Mahshad Noori Barkestani
, Hazhir Maslahaty, Negar Sedghi Aminabad, Mohammad darvishi, Khayrolnesa Sadighi, Zahra Parhizgar
*
Abstract
The primary function of periodontal wound dressing materials is to safeguard the wound site from microbial infections, regulate moisture levels, and administer bioactive chemicals. The present study aims to create an antibiotic-loaded, interactive, bioactive nanofibrous. This scaffold will use polylactic glycolic acid (PLGA) loaded with vancomycin antibiotics. The electrospinning approach was utilized to manufacture the dressing. In this study, nanofibers were explored for the topical delivery of the antimicrobial drug vancomycin, demonstrating their potential as a treatment option for periodontal infections. The vancomycin-loaded nanofibers were created using an electrospinning technique, resulting in uniform, nanosized fibers (approximately 400 nm in diameter) with high drug entrapment efficiency and sustained release over 48 hours. In vitro, cytotoxicity tests using fibroblast cells confirmed the biocompatibility of the drug-loaded nanofibers. Additionally, in vitro antibacterial tests showed that the vancomycin-loaded nanofibers maintained effective antibacterial activity against Escherichia coli, Bacillus cereus, Salmonella Typhimurium, Staphylococcus aureus, and Pseudomonas aeruginosa.
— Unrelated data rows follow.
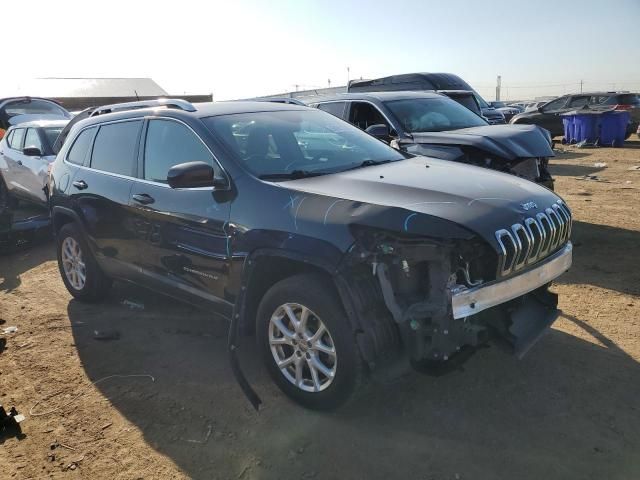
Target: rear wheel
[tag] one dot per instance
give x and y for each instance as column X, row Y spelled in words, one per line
column 5, row 197
column 80, row 273
column 307, row 343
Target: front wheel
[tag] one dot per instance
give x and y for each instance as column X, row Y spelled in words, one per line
column 307, row 343
column 79, row 270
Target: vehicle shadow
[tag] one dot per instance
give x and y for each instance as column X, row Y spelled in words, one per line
column 566, row 154
column 603, row 257
column 568, row 410
column 569, row 170
column 27, row 257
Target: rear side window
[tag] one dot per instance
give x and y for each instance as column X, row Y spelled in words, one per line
column 114, row 149
column 170, row 143
column 16, row 139
column 33, row 139
column 9, row 137
column 78, row 152
column 334, row 108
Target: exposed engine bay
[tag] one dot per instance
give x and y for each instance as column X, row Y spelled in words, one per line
column 418, row 281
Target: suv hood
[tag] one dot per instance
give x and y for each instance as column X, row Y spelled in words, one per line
column 424, row 196
column 505, row 141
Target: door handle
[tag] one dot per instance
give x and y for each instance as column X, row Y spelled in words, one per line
column 143, row 198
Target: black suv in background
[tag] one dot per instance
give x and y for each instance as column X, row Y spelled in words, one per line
column 431, row 124
column 446, row 83
column 549, row 115
column 337, row 250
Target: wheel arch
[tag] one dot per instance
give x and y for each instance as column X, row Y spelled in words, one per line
column 264, row 268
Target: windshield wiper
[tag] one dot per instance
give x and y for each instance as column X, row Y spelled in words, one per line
column 294, row 175
column 369, row 163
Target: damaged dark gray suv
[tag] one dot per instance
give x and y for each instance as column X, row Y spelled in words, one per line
column 338, row 251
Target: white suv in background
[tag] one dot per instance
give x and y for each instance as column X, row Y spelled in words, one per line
column 26, row 151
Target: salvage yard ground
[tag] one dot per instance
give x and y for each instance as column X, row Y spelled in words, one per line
column 569, row 410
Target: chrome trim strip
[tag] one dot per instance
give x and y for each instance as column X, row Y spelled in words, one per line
column 468, row 302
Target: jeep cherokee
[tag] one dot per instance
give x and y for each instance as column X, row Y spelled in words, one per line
column 336, row 249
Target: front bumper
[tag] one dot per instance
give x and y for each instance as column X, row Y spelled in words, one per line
column 466, row 302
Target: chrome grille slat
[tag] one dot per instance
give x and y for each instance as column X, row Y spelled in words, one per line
column 553, row 217
column 537, row 237
column 535, row 247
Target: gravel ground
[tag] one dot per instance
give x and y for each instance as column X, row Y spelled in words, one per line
column 569, row 410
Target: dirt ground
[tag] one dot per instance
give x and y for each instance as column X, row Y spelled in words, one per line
column 569, row 410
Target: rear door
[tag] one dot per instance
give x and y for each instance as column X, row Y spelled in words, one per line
column 16, row 176
column 181, row 234
column 100, row 193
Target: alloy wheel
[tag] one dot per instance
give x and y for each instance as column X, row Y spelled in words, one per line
column 302, row 347
column 73, row 263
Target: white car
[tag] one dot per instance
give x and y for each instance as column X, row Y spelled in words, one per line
column 26, row 151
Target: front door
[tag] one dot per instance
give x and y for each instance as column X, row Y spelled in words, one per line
column 100, row 191
column 36, row 167
column 181, row 234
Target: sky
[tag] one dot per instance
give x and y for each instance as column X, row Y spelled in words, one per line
column 245, row 48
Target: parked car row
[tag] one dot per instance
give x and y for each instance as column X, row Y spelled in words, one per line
column 548, row 115
column 338, row 251
column 436, row 126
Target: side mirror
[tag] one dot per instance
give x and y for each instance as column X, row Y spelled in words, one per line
column 193, row 175
column 32, row 152
column 380, row 131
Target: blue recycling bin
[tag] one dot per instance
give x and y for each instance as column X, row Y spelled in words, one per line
column 613, row 128
column 569, row 126
column 581, row 126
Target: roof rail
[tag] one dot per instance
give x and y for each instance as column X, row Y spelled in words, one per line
column 160, row 102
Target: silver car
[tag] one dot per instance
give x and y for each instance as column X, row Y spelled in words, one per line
column 25, row 155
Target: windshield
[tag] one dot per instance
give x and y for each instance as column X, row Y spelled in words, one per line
column 33, row 107
column 433, row 115
column 284, row 143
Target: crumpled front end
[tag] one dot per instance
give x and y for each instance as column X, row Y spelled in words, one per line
column 521, row 150
column 448, row 297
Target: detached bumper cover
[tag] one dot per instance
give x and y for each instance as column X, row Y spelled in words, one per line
column 468, row 302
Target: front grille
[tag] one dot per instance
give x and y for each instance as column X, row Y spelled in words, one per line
column 536, row 238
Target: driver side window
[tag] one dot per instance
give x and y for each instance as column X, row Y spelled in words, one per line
column 556, row 104
column 363, row 115
column 170, row 143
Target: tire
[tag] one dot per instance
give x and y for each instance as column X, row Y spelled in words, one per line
column 345, row 367
column 74, row 260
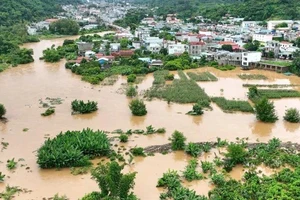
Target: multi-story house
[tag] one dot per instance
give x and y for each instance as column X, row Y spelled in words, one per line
column 177, row 48
column 196, row 48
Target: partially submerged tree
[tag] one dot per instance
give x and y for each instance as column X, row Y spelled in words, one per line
column 292, row 115
column 177, row 140
column 197, row 110
column 2, row 110
column 265, row 111
column 138, row 107
column 112, row 182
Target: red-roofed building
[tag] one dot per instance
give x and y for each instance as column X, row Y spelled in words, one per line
column 235, row 47
column 51, row 20
column 123, row 53
column 196, row 48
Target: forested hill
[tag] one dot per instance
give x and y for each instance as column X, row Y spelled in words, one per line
column 215, row 9
column 257, row 9
column 15, row 11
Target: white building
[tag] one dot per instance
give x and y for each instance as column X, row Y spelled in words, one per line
column 272, row 24
column 154, row 47
column 153, row 44
column 115, row 47
column 249, row 24
column 250, row 57
column 261, row 37
column 285, row 45
column 178, row 48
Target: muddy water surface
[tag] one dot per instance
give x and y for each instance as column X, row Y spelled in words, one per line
column 22, row 88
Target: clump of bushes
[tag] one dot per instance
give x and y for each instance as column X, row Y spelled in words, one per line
column 236, row 154
column 48, row 112
column 73, row 149
column 123, row 138
column 292, row 115
column 169, row 77
column 178, row 141
column 137, row 151
column 190, row 173
column 171, row 181
column 193, row 149
column 131, row 78
column 265, row 111
column 83, row 108
column 112, row 182
column 131, row 91
column 2, row 110
column 197, row 110
column 138, row 107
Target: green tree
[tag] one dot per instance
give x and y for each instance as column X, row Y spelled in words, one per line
column 112, row 182
column 177, row 141
column 64, row 27
column 138, row 107
column 297, row 42
column 131, row 91
column 2, row 110
column 271, row 54
column 131, row 78
column 51, row 55
column 227, row 47
column 252, row 46
column 282, row 25
column 292, row 115
column 295, row 67
column 265, row 111
column 124, row 43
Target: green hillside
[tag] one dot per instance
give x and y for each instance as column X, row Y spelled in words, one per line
column 215, row 9
column 16, row 11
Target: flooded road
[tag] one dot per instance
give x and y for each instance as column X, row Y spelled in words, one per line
column 22, row 88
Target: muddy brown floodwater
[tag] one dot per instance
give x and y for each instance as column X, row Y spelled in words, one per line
column 23, row 86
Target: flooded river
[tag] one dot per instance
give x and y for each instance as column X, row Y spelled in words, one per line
column 22, row 88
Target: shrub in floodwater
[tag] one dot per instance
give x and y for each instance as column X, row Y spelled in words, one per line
column 292, row 115
column 9, row 192
column 170, row 179
column 236, row 154
column 218, row 179
column 92, row 196
column 197, row 110
column 150, row 130
column 11, row 164
column 265, row 111
column 113, row 183
column 2, row 176
column 2, row 110
column 190, row 173
column 138, row 107
column 131, row 91
column 73, row 149
column 82, row 107
column 161, row 130
column 137, row 151
column 193, row 149
column 57, row 197
column 206, row 147
column 48, row 112
column 207, row 166
column 123, row 138
column 177, row 140
column 131, row 78
column 169, row 77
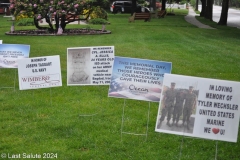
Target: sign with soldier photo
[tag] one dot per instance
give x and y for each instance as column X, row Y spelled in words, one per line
column 89, row 65
column 199, row 107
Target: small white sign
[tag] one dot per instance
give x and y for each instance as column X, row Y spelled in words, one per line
column 89, row 65
column 39, row 72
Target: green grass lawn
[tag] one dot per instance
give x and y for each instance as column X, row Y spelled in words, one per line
column 51, row 120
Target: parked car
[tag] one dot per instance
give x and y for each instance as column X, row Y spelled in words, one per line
column 125, row 7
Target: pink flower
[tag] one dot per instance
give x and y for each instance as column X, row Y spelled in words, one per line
column 11, row 6
column 39, row 16
column 76, row 5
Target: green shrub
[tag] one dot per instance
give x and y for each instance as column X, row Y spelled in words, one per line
column 98, row 21
column 25, row 22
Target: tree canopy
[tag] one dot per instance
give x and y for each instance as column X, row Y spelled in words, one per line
column 47, row 9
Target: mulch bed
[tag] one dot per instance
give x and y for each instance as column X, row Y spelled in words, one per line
column 38, row 32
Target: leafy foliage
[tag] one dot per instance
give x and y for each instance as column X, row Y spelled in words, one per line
column 25, row 22
column 98, row 21
column 46, row 9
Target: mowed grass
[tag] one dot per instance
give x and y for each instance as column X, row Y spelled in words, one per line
column 81, row 122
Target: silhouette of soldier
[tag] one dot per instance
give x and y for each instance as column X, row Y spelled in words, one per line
column 178, row 108
column 190, row 102
column 168, row 101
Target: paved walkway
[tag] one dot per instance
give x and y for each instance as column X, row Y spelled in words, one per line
column 190, row 18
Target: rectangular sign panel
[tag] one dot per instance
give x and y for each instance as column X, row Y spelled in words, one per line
column 199, row 107
column 10, row 53
column 39, row 72
column 89, row 65
column 138, row 79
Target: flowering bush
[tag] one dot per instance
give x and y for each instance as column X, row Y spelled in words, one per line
column 48, row 9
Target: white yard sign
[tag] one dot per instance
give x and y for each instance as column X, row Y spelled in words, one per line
column 199, row 107
column 89, row 65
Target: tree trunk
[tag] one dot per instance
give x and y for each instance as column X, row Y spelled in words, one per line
column 224, row 13
column 163, row 5
column 203, row 11
column 134, row 4
column 209, row 10
column 35, row 20
column 196, row 8
column 153, row 4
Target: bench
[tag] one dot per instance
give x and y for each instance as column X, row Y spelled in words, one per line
column 162, row 13
column 140, row 16
column 69, row 18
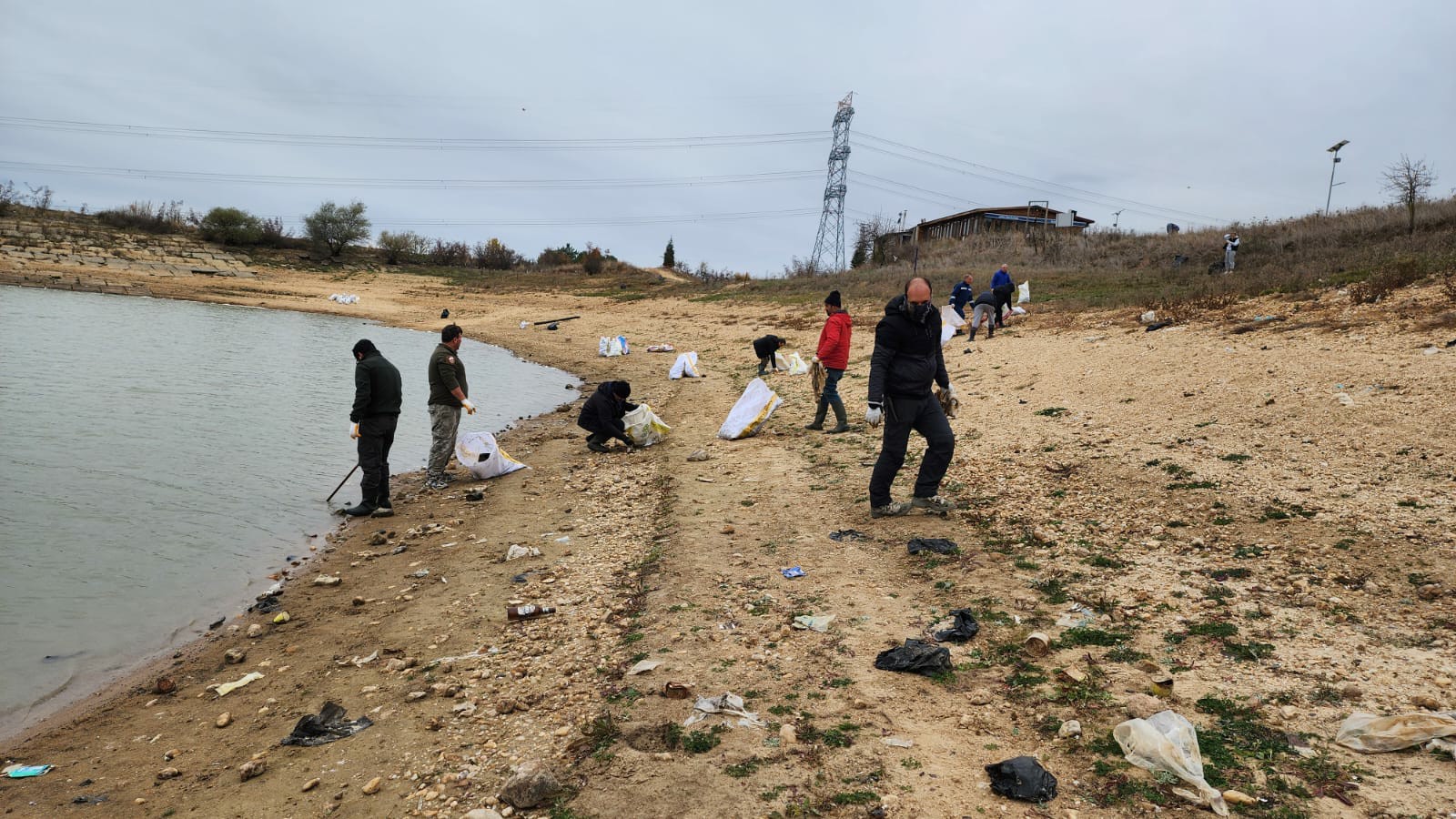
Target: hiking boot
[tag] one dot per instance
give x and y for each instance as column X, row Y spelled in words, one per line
column 934, row 504
column 893, row 509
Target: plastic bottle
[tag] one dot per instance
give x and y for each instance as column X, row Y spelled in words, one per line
column 528, row 612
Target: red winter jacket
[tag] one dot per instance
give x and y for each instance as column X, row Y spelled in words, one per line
column 834, row 349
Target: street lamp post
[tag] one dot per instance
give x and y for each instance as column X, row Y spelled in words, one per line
column 1334, row 149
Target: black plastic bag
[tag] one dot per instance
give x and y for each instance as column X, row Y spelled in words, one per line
column 1023, row 778
column 915, row 656
column 325, row 726
column 938, row 545
column 965, row 629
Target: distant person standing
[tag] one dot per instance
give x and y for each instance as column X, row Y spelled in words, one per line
column 448, row 395
column 906, row 361
column 1002, row 286
column 378, row 397
column 834, row 353
column 1230, row 248
column 961, row 295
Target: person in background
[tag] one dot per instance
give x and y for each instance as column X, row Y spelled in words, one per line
column 834, row 354
column 905, row 363
column 766, row 349
column 378, row 397
column 602, row 416
column 448, row 395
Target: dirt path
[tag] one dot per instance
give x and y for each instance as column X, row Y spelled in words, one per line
column 1285, row 554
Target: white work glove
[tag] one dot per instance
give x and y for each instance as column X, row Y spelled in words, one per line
column 873, row 416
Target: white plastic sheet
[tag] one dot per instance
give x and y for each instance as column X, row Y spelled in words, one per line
column 684, row 368
column 1168, row 742
column 484, row 457
column 749, row 414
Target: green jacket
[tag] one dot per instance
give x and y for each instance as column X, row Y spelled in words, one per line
column 446, row 373
column 378, row 388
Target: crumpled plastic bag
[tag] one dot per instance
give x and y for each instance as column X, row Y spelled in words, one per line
column 965, row 629
column 1023, row 778
column 1168, row 742
column 916, row 656
column 725, row 703
column 1369, row 733
column 325, row 726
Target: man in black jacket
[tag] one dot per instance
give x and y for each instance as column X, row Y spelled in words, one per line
column 378, row 395
column 905, row 365
column 602, row 414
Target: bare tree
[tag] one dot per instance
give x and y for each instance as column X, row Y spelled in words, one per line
column 1409, row 182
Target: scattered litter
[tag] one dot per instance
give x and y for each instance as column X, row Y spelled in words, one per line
column 938, row 545
column 325, row 726
column 642, row 666
column 1369, row 733
column 1023, row 778
column 963, row 630
column 1168, row 742
column 725, row 703
column 915, row 656
column 223, row 690
column 813, row 622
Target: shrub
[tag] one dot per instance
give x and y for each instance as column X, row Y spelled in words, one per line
column 232, row 227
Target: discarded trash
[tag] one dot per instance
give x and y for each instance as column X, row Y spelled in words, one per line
column 642, row 666
column 813, row 622
column 1168, row 742
column 1369, row 733
column 325, row 726
column 228, row 687
column 938, row 545
column 965, row 629
column 1023, row 778
column 915, row 656
column 725, row 703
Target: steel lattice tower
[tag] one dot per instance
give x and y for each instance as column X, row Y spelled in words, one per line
column 830, row 241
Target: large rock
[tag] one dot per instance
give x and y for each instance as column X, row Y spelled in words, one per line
column 531, row 784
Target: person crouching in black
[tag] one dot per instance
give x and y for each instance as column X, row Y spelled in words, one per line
column 602, row 416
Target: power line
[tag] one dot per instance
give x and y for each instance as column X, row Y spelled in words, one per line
column 417, row 184
column 410, row 143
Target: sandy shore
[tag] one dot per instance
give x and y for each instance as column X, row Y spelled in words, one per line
column 1205, row 490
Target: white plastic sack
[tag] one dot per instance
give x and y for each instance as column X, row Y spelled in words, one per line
column 644, row 428
column 684, row 368
column 484, row 458
column 1168, row 742
column 752, row 410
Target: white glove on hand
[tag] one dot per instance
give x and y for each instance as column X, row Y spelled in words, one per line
column 873, row 416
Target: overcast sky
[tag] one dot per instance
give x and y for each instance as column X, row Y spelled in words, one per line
column 1159, row 109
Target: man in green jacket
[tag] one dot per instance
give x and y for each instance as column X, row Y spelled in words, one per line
column 378, row 395
column 448, row 395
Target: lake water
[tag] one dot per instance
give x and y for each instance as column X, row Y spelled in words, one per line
column 157, row 460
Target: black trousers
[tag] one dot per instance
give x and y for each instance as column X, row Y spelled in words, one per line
column 925, row 417
column 376, row 438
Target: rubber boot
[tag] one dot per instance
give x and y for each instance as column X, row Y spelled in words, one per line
column 839, row 416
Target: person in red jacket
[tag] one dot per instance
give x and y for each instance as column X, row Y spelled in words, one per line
column 834, row 354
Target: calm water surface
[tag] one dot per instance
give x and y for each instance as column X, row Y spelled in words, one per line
column 157, row 460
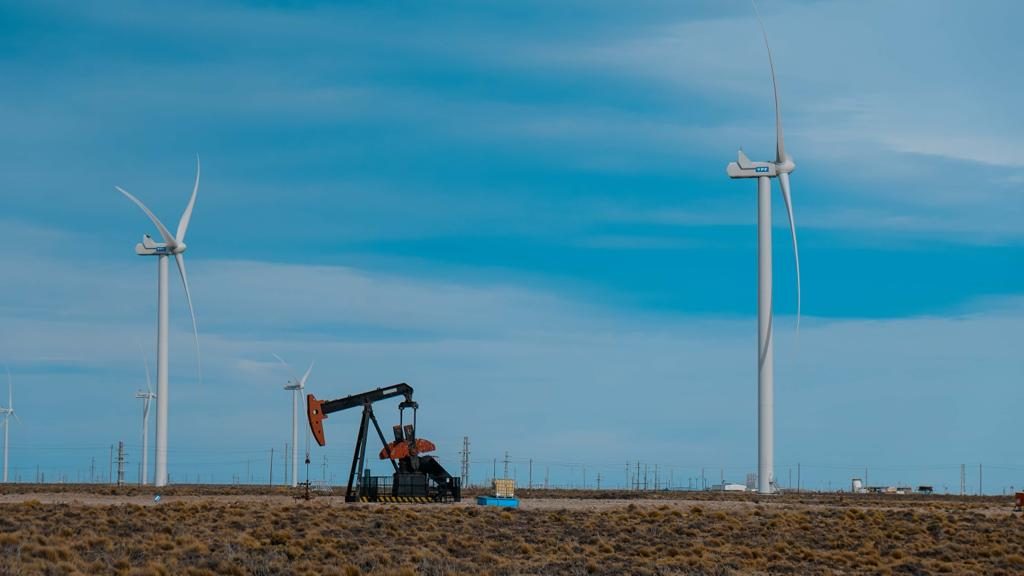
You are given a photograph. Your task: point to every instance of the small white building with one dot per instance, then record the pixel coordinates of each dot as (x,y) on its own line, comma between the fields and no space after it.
(728,487)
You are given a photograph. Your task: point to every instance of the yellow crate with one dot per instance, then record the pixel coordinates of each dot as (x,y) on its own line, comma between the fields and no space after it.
(504,487)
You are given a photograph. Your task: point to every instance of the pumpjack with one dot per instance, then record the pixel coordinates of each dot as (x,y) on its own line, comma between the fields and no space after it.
(417,478)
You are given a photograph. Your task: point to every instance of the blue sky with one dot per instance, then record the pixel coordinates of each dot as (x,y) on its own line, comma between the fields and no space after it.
(521,209)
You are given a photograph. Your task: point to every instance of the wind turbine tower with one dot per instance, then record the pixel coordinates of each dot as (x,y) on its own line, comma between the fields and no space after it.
(145,397)
(7,413)
(764,171)
(171,246)
(296,385)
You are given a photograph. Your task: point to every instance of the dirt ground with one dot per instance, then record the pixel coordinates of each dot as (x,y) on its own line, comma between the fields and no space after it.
(248,530)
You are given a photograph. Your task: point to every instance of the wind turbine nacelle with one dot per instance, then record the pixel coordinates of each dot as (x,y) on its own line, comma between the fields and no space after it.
(752,170)
(150,248)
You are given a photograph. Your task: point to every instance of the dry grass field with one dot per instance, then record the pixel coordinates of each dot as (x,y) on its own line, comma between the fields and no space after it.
(236,530)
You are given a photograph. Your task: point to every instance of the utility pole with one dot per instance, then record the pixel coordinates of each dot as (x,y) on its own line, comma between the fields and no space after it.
(121,463)
(465,461)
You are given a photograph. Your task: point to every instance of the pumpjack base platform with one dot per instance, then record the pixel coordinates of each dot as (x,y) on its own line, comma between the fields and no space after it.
(496,501)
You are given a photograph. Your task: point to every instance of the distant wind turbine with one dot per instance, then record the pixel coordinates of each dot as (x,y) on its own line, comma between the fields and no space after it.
(172,245)
(145,397)
(764,171)
(7,413)
(296,385)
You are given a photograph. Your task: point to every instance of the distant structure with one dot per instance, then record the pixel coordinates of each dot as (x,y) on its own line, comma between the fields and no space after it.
(296,386)
(145,397)
(465,461)
(7,413)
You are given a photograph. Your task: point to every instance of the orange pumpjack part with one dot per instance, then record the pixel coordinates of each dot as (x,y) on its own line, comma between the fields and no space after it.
(314,412)
(399,449)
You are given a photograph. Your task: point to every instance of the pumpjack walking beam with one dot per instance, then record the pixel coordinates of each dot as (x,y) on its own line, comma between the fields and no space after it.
(316,410)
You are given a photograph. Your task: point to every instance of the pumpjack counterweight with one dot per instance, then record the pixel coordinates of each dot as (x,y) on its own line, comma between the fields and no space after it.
(417,478)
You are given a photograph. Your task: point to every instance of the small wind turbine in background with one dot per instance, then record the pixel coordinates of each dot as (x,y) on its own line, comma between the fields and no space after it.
(764,171)
(172,245)
(296,385)
(7,413)
(145,397)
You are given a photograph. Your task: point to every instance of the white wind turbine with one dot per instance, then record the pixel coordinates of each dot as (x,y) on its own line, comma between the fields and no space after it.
(296,385)
(764,171)
(7,413)
(172,245)
(145,397)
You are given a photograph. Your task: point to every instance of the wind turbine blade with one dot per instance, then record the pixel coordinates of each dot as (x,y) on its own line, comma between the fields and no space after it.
(285,364)
(164,233)
(184,281)
(186,215)
(779,145)
(302,382)
(783,179)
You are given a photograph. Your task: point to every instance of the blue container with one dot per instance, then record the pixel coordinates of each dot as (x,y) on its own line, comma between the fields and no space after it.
(496,501)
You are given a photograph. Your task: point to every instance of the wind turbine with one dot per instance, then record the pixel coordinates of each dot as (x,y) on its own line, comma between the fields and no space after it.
(7,413)
(764,171)
(296,385)
(145,397)
(171,246)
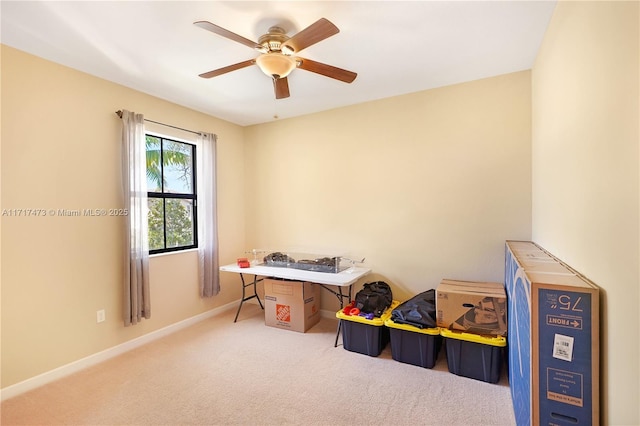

The additional characterization demonstrated that the synthesized nanofibers exhibit advantageous physicochemical features. Raising the antibiotic concentration diminished the tensile strength of nanofibers while enhancing the swelling properties. The release kinetics of the extract demonstrated that approximately 80% of the drug was liberated from the nanofibers within 24 hours. Overall, the MTT, hemocompatibility, and antibacterial assay verified that the manufactured dressing was compatible with living cells, killed the pathogenic bacteria, and stimulated the growth of fibroblast cells.